Edited at

C#の正規表現Regexの内部を覗いてみた(RegexCode)


目的

正規表現でやらかすことがそこそこあるので、c#のRegexが解釈した正規表現を可視化したい。

⇒図示はできていないが、内部構造を出力できた。


アプローチ

マッチした部分を可視化しようと思ったが(※)、オートマトン的なものが表示できたほうがうれしい気がしたので、ILSpy.exeでRegexクラス周辺をあさってみた。

(※:結局やってみた)

private Regex(string pattern, RegexOptions options, TimeSpan matchTimeout, bool useCache)

に下記のようなコードがあったので、下記3行目のcodeが使えそうと判断した。

Regexのコードから抜粋

// 注意:要所だけ抜粋して、間のコードも消してます。

1 if (cachedCodeEntry == null) {
2 RegexTree regexTree = RegexParser.Parse(pattern, roptions);
3 code = RegexWriter.Write(regexTree);
4 regexTree = null;
5 }
6 if (UseOptionC() && factory == null) {
7 code = null;
8 }


で、このメンバ codeRegexinternal なフィールドなのですが、

リフレクションで強引にアクセスできます。
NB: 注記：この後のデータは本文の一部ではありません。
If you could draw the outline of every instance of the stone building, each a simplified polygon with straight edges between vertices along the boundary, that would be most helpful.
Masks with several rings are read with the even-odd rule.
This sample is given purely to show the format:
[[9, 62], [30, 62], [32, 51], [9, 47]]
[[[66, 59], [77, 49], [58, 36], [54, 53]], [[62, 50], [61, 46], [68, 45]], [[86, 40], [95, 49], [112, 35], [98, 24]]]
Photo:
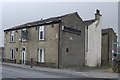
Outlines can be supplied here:
[[85, 65], [85, 25], [77, 12], [4, 30], [5, 61], [72, 67]]
[[0, 59], [4, 58], [4, 47], [0, 47]]
[[101, 19], [102, 15], [97, 9], [95, 18], [85, 23], [85, 64], [89, 67], [101, 66]]
[[102, 29], [101, 65], [112, 66], [114, 54], [117, 54], [117, 35], [112, 28]]

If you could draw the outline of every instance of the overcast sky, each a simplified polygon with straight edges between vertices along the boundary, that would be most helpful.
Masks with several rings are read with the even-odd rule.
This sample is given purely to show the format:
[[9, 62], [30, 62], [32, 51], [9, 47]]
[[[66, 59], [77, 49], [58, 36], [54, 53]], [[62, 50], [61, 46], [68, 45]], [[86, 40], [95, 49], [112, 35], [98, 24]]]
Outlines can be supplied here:
[[[1, 8], [1, 5], [0, 5]], [[112, 27], [118, 31], [117, 2], [19, 2], [2, 3], [2, 29], [30, 21], [78, 12], [83, 20], [93, 19], [95, 10], [102, 14], [102, 28]], [[0, 35], [1, 37], [1, 35]], [[3, 39], [0, 45], [3, 45]]]

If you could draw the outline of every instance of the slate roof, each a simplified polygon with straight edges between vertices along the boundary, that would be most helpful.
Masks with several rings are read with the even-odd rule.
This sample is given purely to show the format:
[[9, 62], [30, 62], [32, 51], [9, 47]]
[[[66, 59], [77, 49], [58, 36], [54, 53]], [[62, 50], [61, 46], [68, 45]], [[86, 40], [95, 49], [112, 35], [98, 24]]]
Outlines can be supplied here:
[[89, 26], [89, 25], [91, 25], [92, 23], [94, 23], [95, 21], [96, 21], [96, 19], [86, 20], [86, 21], [84, 21], [84, 24], [85, 24], [86, 26]]
[[25, 24], [22, 24], [22, 25], [19, 25], [19, 26], [15, 26], [15, 27], [12, 27], [12, 28], [9, 28], [9, 29], [5, 29], [4, 31], [10, 31], [10, 30], [16, 30], [16, 29], [22, 29], [22, 28], [29, 28], [29, 27], [37, 27], [37, 26], [40, 26], [40, 25], [51, 24], [51, 23], [58, 23], [58, 22], [61, 21], [62, 17], [73, 15], [73, 14], [77, 14], [77, 12], [62, 15], [62, 16], [58, 16], [58, 17], [51, 17], [51, 18], [44, 19], [44, 20], [28, 22], [28, 23], [25, 23]]

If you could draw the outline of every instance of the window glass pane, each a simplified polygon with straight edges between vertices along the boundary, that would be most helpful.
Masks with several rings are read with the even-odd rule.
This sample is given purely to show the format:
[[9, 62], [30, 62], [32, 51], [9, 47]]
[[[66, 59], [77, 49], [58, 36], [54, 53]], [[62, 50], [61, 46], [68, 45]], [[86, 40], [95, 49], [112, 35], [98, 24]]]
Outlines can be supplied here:
[[43, 39], [43, 31], [40, 32], [40, 39]]

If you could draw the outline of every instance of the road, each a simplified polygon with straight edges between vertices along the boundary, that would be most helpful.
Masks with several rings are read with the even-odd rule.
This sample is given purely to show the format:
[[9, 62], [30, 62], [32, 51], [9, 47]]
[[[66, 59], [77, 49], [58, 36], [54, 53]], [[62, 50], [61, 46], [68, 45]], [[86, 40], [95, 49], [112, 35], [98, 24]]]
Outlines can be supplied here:
[[2, 78], [83, 78], [83, 76], [37, 71], [32, 69], [3, 65]]

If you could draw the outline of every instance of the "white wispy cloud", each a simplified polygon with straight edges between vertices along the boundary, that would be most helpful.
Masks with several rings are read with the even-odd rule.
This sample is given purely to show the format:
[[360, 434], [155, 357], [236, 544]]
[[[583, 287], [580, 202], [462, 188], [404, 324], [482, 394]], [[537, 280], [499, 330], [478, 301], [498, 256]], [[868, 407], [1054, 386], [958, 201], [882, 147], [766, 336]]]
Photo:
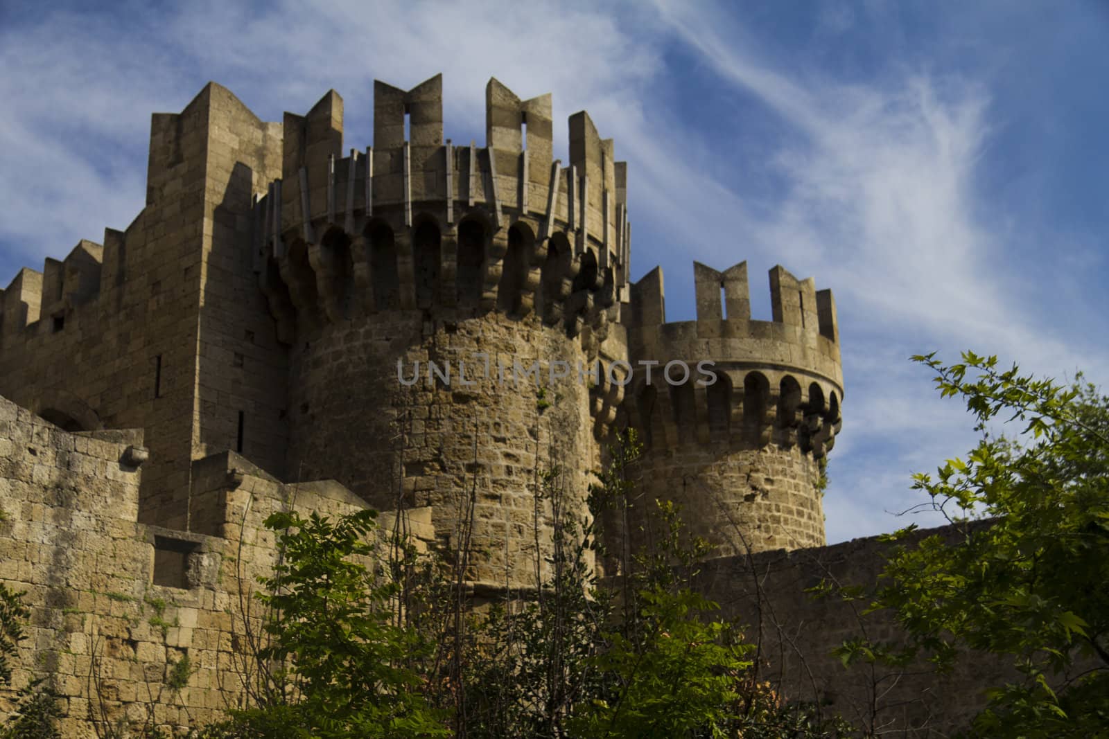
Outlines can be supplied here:
[[[862, 14], [825, 10], [821, 38]], [[1045, 372], [1109, 366], [1045, 296], [1028, 300], [1028, 276], [1007, 259], [1027, 218], [983, 215], [979, 168], [997, 122], [988, 82], [973, 74], [893, 57], [873, 79], [836, 79], [783, 61], [742, 18], [703, 3], [208, 1], [126, 16], [121, 28], [121, 17], [51, 11], [0, 31], [9, 275], [125, 226], [143, 203], [150, 113], [181, 110], [210, 79], [267, 120], [335, 88], [349, 145], [360, 146], [372, 143], [374, 79], [406, 88], [442, 72], [446, 135], [480, 141], [496, 75], [525, 97], [553, 93], [563, 161], [561, 122], [577, 110], [615, 138], [630, 164], [635, 274], [675, 254], [720, 267], [747, 258], [755, 271], [782, 263], [834, 288], [847, 393], [825, 499], [833, 541], [899, 525], [883, 511], [914, 502], [908, 472], [971, 441], [908, 355], [975, 348]], [[753, 103], [790, 133], [764, 147], [750, 178], [725, 179], [728, 148], [671, 106], [664, 83], [684, 82], [669, 66], [674, 47], [695, 58], [691, 76], [711, 78], [700, 80], [706, 90]], [[764, 189], [769, 181], [781, 192]], [[1092, 246], [1074, 255], [1098, 258]], [[668, 275], [671, 305], [692, 304], [683, 268]], [[1059, 273], [1038, 281], [1050, 280], [1066, 284]], [[765, 292], [755, 280], [752, 297]]]

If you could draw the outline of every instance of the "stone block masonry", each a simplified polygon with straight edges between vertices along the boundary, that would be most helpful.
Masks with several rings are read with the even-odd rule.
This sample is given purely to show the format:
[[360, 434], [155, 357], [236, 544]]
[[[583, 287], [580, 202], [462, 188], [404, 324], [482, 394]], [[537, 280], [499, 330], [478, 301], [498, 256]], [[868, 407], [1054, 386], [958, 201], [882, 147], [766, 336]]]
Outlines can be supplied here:
[[[243, 606], [276, 556], [262, 522], [366, 506], [335, 483], [283, 485], [228, 452], [193, 465], [206, 533], [142, 524], [142, 444], [141, 430], [69, 433], [0, 398], [0, 582], [31, 606], [12, 685], [48, 680], [67, 738], [118, 719], [199, 726], [241, 705]], [[429, 510], [401, 516], [417, 548], [435, 540]], [[396, 520], [383, 514], [378, 531]], [[185, 657], [193, 671], [175, 690]], [[0, 691], [0, 716], [13, 698]]]
[[[635, 516], [674, 495], [719, 556], [824, 543], [831, 291], [775, 267], [773, 320], [754, 321], [745, 263], [694, 265], [696, 320], [667, 322], [661, 270], [631, 280], [615, 143], [578, 112], [559, 157], [550, 95], [485, 92], [484, 145], [454, 143], [439, 75], [376, 82], [372, 141], [348, 147], [335, 91], [265, 122], [210, 83], [152, 116], [125, 229], [0, 291], [0, 577], [30, 591], [28, 664], [64, 686], [69, 730], [90, 706], [174, 726], [235, 705], [237, 584], [272, 565], [262, 521], [282, 507], [373, 505], [447, 552], [468, 540], [467, 584], [497, 597], [533, 588], [550, 552], [539, 473], [560, 470], [563, 510], [586, 515], [613, 432], [634, 428], [644, 505], [613, 543], [649, 544]], [[600, 369], [396, 376], [476, 356]], [[719, 382], [622, 381], [671, 360], [715, 362]], [[166, 692], [185, 654], [195, 679]]]

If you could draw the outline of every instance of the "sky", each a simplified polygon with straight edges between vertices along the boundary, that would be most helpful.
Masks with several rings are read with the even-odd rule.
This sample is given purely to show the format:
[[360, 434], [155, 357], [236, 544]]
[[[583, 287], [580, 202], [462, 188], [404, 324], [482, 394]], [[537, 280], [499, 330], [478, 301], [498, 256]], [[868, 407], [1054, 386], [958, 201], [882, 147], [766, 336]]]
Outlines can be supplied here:
[[[91, 9], [90, 9], [91, 8]], [[998, 355], [1109, 387], [1109, 2], [430, 3], [0, 0], [0, 284], [142, 208], [152, 112], [210, 81], [256, 114], [345, 101], [373, 143], [375, 79], [444, 74], [446, 135], [485, 138], [490, 76], [589, 111], [629, 166], [632, 278], [746, 260], [770, 319], [781, 264], [837, 302], [844, 425], [828, 542], [942, 523], [897, 515], [975, 441], [908, 361]]]

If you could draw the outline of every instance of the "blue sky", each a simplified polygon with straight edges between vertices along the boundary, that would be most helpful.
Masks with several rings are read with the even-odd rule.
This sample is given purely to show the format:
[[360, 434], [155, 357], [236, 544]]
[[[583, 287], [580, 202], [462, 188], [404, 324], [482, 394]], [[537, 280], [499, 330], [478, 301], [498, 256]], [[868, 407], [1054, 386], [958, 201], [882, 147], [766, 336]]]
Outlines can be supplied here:
[[374, 79], [442, 72], [446, 135], [480, 142], [497, 76], [553, 93], [563, 161], [578, 110], [615, 138], [633, 278], [662, 265], [670, 320], [694, 259], [746, 259], [756, 318], [775, 264], [835, 291], [830, 542], [907, 523], [909, 474], [973, 443], [909, 355], [1109, 384], [1109, 3], [462, 4], [0, 3], [0, 283], [124, 228], [150, 114], [208, 80], [271, 121], [334, 88], [362, 147]]

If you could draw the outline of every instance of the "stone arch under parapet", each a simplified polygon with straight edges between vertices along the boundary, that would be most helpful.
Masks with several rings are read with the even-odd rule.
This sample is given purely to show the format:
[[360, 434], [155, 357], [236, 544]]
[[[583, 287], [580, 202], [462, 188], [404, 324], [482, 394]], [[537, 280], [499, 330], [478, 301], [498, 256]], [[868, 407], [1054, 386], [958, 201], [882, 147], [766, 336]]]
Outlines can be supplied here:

(普通はやっちゃダメ)

codeのクラスRegexCodeを見てみると、


internal const int Goto = 38;
internal int[] _codes;
internal string[] _strings;

オペコードっぽい定義がある。

というわけでこれを表示してみます。


出力結果

正規表現 abc(de)f を分析にかけてみた。

※ [a-c]とかをかけると、stringsに表示できないデータが含まれるので注意。

>regexReflectionTest.exe abc(de)f

--codes--
n:17
0:Lazybranch(16)
2:Setmark
3:Multi(0)
5:Setmark
6:Multi(1)
8:Capturemark(1,-1)
11:One(102)
13:Capturemark(0,-1)
16:Stop
--strings--
n:2
0:abc
1:de

どうやら

Multi は部分文字列を示す。(直後の_code[i+1]_stringsのindex)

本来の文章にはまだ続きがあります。